Carnfree | Attraction Guides | History Hit

Carnfree

Ogulla ED, County Roscommon, Ireland

Sarah Roller

24 Nov 2020

About Carnfree

The Carnfree complex lies 6km south-south-east of ancient landscape of Rathcroghan and comprises of sixteen monuments.

History of Carnfree

The site was used by the O’Conor kings as an inauguration site. The O‘Conors were the high kings of Connaught, one of the four kingdoms of Ireland at the time) and also gave Ireland two of its final high kings Tairrdelbach Ua Conchobair (Turlough O’Conor) Ruaidrí Ua Conchobair (Rory O’Conor). The Annals of Connaught detail the role the site played in kingship ceremonies and inaugurations for the family. One 8th century text even claims St Patrick baptised princes on this spot.

The current O’Conor line lies with the descendants of Cathal Crobhdearg Ua Conchobair, Rory’s youngest brother and King of Connacht who lived in the Rathcroghan Area. The ‘Conchubhair Donn’, the senior member of the entire Muireadaigh dynasty, likewise descends from Cathal Crobhdearg.

Rory O’Conor was the last ‘High King of Ireland’ and the only ‘King of Ireland’ to hold this title which was created during his reign before the Norman invasion. It was Rory’s invasion of Leinster which resulted in the exile of its king, Dermot MacMurrough, who invited the Normans to Ireland.

The site is also closely associated with early mythology, and particularly the Connacht champion Fráech who is said to live in the mound.

Carnfree today

Access to the site is limited as it’s on private land. Visits can be arranged via the Rathcroghan Centre at Cruachan in Tulsk, but please don’t turn up to Carnfree unannounced as it’s a pain for the local residents and some consider it to be trespassing. As a result, don’t expect any amenities on site!

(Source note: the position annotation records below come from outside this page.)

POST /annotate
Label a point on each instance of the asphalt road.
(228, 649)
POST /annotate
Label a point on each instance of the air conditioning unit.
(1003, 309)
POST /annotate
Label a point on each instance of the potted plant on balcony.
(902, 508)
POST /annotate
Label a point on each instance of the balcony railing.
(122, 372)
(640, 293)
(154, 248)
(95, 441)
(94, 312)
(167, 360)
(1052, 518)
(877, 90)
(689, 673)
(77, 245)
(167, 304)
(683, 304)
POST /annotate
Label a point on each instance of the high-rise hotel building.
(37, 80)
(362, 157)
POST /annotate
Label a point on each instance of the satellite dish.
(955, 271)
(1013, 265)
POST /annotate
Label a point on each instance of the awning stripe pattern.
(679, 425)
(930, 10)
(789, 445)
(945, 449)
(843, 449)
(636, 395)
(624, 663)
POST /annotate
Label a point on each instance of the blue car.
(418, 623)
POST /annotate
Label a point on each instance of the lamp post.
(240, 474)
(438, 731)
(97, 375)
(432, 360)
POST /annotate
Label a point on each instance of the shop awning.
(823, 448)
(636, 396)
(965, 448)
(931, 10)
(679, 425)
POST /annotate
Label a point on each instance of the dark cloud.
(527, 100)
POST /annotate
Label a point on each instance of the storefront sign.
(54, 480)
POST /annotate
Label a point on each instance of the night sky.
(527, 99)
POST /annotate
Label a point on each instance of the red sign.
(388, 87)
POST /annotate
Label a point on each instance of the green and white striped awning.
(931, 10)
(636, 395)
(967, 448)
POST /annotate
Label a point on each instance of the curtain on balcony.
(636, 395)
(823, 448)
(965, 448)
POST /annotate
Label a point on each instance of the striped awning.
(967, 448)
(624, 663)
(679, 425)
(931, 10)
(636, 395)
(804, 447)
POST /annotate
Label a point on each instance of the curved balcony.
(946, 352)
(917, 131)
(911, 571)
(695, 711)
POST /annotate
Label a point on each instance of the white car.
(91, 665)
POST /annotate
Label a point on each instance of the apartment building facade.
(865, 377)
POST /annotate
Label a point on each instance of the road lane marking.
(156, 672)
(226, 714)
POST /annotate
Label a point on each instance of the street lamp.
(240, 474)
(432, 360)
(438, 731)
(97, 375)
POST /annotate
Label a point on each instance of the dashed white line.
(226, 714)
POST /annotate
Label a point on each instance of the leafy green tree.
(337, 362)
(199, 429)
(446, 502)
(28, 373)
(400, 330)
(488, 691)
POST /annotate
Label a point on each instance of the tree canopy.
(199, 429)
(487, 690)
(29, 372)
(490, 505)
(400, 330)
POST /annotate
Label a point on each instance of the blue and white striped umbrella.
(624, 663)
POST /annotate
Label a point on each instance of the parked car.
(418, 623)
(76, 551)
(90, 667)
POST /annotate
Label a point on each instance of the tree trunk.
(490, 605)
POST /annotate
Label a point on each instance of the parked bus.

Predominantly you’ll be looking at mounds and barrows, likely used during inaugration ceremonies, which are certainly interesting to enthusiasts but not necessarily to everyone else…

Getting to Carnfree

Carnfree is located on a high ridge over the village of Tulsk. It’s about halfway between Castlerea and Strokestown, mostly easily accessed either via the N61 or the N5. Bus no 22 runs from Strokestown to Charlestown via Tulsk if you don’t have a car.